Another misperception, according to Allen, is that only new buildings can be healthy. “The reality is that any building can be a healthy building. Every action you take, even incrementally, will provide a benefit. So it’s a mindset shift that needs to occur,” he says.
That mindset shift has been decades in the making. Allen explains that much of what we are living with in buildings today stems from decisions made in the 1970s amid the global energy crisis. At that time, he says, building codes were changed to be almost exclusively focused on energy consumption and less around human health, comfort, and productivity.
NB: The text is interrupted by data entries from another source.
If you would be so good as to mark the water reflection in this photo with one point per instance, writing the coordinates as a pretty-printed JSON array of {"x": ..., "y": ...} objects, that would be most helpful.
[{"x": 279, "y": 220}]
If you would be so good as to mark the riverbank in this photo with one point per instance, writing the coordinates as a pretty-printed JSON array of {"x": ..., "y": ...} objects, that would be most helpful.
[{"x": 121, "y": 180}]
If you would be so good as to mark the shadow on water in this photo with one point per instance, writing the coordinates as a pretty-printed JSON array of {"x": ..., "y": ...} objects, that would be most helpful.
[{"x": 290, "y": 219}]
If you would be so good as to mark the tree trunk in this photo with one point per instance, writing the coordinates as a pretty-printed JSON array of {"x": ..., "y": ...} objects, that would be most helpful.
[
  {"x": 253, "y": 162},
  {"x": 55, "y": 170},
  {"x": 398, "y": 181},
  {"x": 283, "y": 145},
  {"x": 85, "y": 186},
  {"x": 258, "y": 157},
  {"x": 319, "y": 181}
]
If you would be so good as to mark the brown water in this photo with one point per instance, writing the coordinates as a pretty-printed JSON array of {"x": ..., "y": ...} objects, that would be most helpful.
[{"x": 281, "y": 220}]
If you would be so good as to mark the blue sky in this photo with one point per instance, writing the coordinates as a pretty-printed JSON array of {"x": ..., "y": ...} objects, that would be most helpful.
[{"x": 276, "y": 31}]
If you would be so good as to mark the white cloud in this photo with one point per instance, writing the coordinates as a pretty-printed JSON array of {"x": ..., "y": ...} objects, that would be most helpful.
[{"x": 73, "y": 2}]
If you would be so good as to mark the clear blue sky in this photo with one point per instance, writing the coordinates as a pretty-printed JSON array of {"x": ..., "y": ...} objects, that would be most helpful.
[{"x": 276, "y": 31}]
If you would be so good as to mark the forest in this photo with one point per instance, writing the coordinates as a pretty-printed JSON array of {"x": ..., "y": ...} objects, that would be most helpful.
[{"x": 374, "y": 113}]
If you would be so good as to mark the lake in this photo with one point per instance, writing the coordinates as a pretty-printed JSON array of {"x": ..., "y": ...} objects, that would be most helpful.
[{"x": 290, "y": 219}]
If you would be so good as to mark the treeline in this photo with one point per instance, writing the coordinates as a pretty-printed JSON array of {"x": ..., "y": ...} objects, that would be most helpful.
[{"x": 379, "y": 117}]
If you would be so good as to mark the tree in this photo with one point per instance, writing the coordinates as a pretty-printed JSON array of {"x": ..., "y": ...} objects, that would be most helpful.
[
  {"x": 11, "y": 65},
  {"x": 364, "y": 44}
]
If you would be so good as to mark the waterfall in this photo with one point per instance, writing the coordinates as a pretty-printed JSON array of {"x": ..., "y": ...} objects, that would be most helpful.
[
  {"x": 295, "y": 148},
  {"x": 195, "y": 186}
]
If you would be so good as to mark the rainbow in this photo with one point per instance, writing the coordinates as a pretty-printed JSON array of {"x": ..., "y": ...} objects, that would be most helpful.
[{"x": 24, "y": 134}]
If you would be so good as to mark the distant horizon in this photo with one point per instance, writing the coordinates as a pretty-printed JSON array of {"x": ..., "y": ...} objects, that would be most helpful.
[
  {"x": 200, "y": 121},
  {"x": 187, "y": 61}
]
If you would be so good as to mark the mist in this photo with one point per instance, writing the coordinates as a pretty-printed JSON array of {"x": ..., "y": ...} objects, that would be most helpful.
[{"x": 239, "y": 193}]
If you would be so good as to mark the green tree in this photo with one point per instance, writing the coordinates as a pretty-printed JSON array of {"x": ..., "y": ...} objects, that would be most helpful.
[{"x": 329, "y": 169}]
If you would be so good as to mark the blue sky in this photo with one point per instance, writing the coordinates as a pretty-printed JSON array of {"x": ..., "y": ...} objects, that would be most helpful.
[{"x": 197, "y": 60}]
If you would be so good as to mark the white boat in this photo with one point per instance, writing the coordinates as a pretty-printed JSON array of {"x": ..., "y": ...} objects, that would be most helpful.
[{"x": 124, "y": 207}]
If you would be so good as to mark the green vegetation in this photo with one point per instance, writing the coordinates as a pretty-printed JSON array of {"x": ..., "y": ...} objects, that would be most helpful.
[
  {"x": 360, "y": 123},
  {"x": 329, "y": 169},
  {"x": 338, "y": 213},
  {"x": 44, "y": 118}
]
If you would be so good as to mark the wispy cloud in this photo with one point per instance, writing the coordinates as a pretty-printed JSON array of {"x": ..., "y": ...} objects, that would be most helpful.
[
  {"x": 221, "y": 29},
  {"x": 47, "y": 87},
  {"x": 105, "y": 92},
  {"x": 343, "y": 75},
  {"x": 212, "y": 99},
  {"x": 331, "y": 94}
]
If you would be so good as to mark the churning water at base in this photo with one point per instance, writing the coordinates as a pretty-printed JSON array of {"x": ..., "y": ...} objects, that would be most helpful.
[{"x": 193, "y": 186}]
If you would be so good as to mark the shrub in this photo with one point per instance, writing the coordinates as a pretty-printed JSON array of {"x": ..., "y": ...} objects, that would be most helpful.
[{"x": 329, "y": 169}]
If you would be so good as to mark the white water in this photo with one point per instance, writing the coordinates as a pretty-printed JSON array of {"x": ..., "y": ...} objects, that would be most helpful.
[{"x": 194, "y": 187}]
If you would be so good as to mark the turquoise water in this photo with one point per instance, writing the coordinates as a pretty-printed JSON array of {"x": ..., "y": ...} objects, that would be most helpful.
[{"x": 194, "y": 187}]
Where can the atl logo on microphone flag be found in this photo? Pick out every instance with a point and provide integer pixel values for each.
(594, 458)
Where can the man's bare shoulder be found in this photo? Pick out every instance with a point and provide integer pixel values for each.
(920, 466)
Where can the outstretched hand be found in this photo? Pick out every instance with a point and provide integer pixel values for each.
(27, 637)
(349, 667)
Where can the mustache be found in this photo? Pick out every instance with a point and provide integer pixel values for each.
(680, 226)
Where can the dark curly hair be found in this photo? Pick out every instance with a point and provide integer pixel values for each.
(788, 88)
“We started tightening up our building envelopes and really choking off the air supply in our buildings, even though we had evidence at the time that higher ventilation rates were associated with better health outcomes,” Allen says. The energy conversation was detached from the health conversation, he says, and shortly thereafter the phrase ‘sick building syndrome’ began to appear in response to the buildup of indoor pollutants.
Since that time, minimum based standards for buildings have been set that aren’t about optimizing human health. “They follow an old paradigm and definition of health that is around disease avoidance,” Allen says.
Nine Foundations
Allen’s book states that the nine foundations for a healthy building focus on: ventilation; air quality; thermal health; moisture; dusts and pests; safety and security; water quality; lighting and views; and noise. In all these areas, “we’re falling very short,” he says.
Allen, and co-author John Macomber of the Harvard Business School, explain how building performance drives human performance, which ultimately drives business performance.
“You can make the connection all the way through these optimized indoor environments, where people actually perform better in terms of decision-making performance. They have better cognitive function. They perform better on creativity tests. They’re more alert during the day,” Allen says.
The benefits of improved building performance are “massive,” Allen says, because now human health and performance are being integrated into the cost benefit analysis, whereas before they were considered simply as costs.
And while there are many priorities when it comes to improving the indoor environment, Allen says the most immediate one to tackle today is ventilation, given that “current minimum standards are not enough.”
Companies are finding that “maybe there’s not the ability to do anything differently with their existing systems because they were sized incorrectly from the beginning, or there was no capacity built in to respond dynamically to any challenge,” he says.
Looking Ahead
With the gradual return to office life, Allen says one of the key topics of discussion is open floor plans and expectations about occupant density. “What is the average worker going to feel comfortable with in a commercial building?” he says.
The role of infectious disease transmission beyond COVID will be front and center on the minds of people for the foreseeable future, Allen believes. “This will pervade and influence decisions for many years to come in schools and offices and in the residential sector too,” he says.